Executing the following code:
#include <iostream>
#include <type_traits>
struct s_ref {
int &foo;
};
struct s_ptr {
int *foo;
};
int main(int argc, char *argv[])
{
std::cout << "s_ref is_standard_layout:" << std::is_standard_layout<struct s_ref>::value << std::endl;
std::cout << "s_ptr is_standard_layout:" << std::is_standard_layout<struct s_ptr>::value << std::endl;
return 0;
}
results in:
s_ref is_standard_layout:0
s_ptr is_standard_layout:1
Based on the uses of standard layout (i.e.: "Standard layout types are useful for communicating with code written in other programming languages") this makes sense, but I'm not sure which is the rule that is violated:
A standard-layout class is a class (defined with class, struct or union) that:
has no virtual functions and no virtual base classes.
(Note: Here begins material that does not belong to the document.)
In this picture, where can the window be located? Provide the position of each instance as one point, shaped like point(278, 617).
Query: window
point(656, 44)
has the same access control (private, protected, public) for all its non-static data members.
either has no non-static data members in the most derived class and at most one base class with non-static data members, or has no base classes with non-static data members.
its base class (if any) is itself also a standard-layout class.
And, has no base classes of the same type as its first non-static data member.
Edit: the quote is from: http://www.cplusplus.com/reference/type_traits/is_standard_layout/, but http://en.cppreference.com/w/cpp/concept/StandardLayoutType is also similar.